Sen. J.D. Vance (R–Ohio) has even made this strategy a large part of his foreign policy pitch. A few months before being nominated as former President Donald Trump’s running mate, Vance told the antiwar Quincy Institute for Responsible Statecraft that “combining the Abraham Accords approach with the enduring defeat of Hamas” will ensure that “Israel, with the Sunni nations, can actually police their region of the world. That allows us to spend less time and less resources in the Middle East.”
That’s not how former Trump administration official Jared Kushner, a key architect of the accords, sees it. Over the weekend, he posted an essay to social media arguing that the United States should build on the “Abraham Accords breakthrough” by backing an Israeli war in Lebanon, and hinted that the time is ripe for a wider U.S. war. “Iran is now fully exposed,” he wrote, adding that “it’s not only Israel’s fight.”

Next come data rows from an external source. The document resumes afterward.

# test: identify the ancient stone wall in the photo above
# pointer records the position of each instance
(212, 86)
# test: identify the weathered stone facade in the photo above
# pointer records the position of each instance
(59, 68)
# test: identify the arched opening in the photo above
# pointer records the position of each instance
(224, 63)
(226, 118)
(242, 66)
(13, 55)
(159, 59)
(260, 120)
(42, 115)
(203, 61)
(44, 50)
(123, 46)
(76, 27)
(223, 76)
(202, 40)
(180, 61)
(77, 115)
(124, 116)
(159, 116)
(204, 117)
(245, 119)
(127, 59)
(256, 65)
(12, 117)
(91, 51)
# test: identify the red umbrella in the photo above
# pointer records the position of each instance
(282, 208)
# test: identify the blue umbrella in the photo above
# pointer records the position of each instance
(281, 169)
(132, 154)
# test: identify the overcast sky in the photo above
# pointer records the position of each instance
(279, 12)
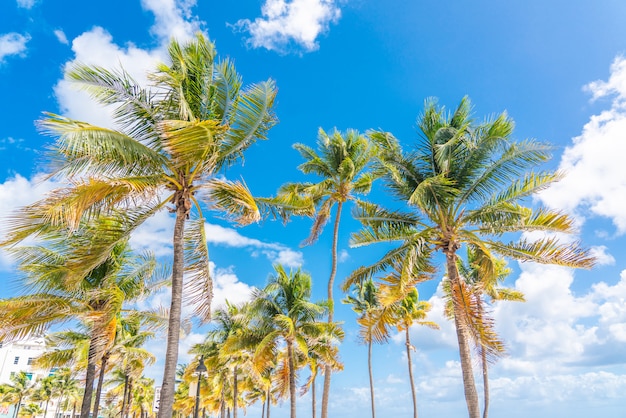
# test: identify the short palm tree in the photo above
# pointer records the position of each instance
(15, 392)
(95, 301)
(482, 289)
(465, 184)
(171, 143)
(290, 318)
(366, 304)
(341, 161)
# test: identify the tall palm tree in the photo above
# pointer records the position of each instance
(172, 141)
(96, 300)
(291, 318)
(466, 184)
(342, 161)
(366, 304)
(408, 311)
(14, 392)
(482, 289)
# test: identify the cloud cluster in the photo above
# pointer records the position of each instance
(12, 44)
(284, 22)
(594, 163)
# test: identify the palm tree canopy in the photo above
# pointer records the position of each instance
(466, 183)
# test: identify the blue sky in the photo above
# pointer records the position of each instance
(556, 67)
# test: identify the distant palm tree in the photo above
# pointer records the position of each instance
(96, 300)
(365, 303)
(174, 140)
(481, 285)
(292, 319)
(14, 392)
(465, 185)
(342, 161)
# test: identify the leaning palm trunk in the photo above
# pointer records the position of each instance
(483, 359)
(235, 394)
(331, 283)
(173, 329)
(369, 368)
(408, 356)
(90, 375)
(96, 404)
(469, 386)
(292, 379)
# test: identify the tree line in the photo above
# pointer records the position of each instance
(462, 189)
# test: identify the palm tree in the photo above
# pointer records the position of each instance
(291, 318)
(465, 184)
(96, 300)
(478, 287)
(366, 304)
(408, 311)
(14, 392)
(44, 391)
(342, 160)
(172, 142)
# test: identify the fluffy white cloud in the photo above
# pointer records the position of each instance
(17, 192)
(173, 19)
(596, 173)
(97, 47)
(12, 44)
(299, 21)
(25, 4)
(61, 37)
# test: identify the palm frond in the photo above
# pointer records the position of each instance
(199, 285)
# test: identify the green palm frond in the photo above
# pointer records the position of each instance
(234, 199)
(199, 284)
(84, 148)
(546, 251)
(251, 119)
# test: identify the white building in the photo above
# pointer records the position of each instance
(18, 356)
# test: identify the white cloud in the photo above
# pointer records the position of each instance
(173, 19)
(25, 4)
(17, 192)
(299, 21)
(61, 36)
(12, 44)
(596, 173)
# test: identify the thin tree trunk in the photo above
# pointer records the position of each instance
(408, 356)
(313, 397)
(469, 386)
(292, 379)
(17, 408)
(235, 394)
(331, 310)
(173, 329)
(124, 396)
(483, 358)
(90, 375)
(96, 404)
(369, 368)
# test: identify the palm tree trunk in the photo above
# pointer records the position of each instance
(313, 397)
(17, 408)
(408, 356)
(235, 394)
(483, 359)
(96, 404)
(331, 283)
(292, 379)
(90, 375)
(124, 396)
(369, 368)
(173, 329)
(469, 386)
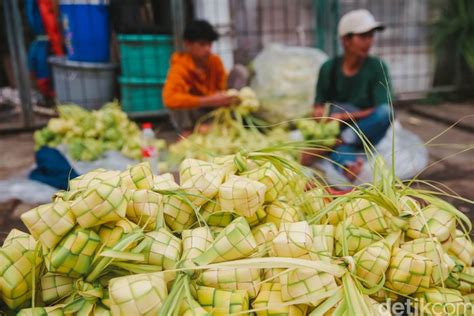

Of course, the Trump administration has never pretended that the Abraham Accords were meant to allow U.S. disengagement; then-Secretary of State Mike Pompeo bragged about unlocking more “defense cooperation.” The Biden administration itself promised a permanent U.S. military commitment to Abraham Accords member Bahrain in order to entice Saudi Arabia to join the alliance.
But Kushner’s essay moves the goalposts from a defensive commitment to an offensive one. It’s now hard to pretend that the vision is anything less than a regime change campaign on the scale that old-fashioned neoconservatives could only dream of.
Kushner wrote his essay in response to the Israeli assassination of Hezbollah commander Hassan Nasrallah. Hezbollah, a Lebanese militia backed by Iran, had been engaged in a low-grade border war with Israel for the past year. Israel decided to assassinate Nasrallah after he kept demanding an end to the Israeli war in Gaza in exchange for a ceasefire in Lebanon, an Israeli official told NBC.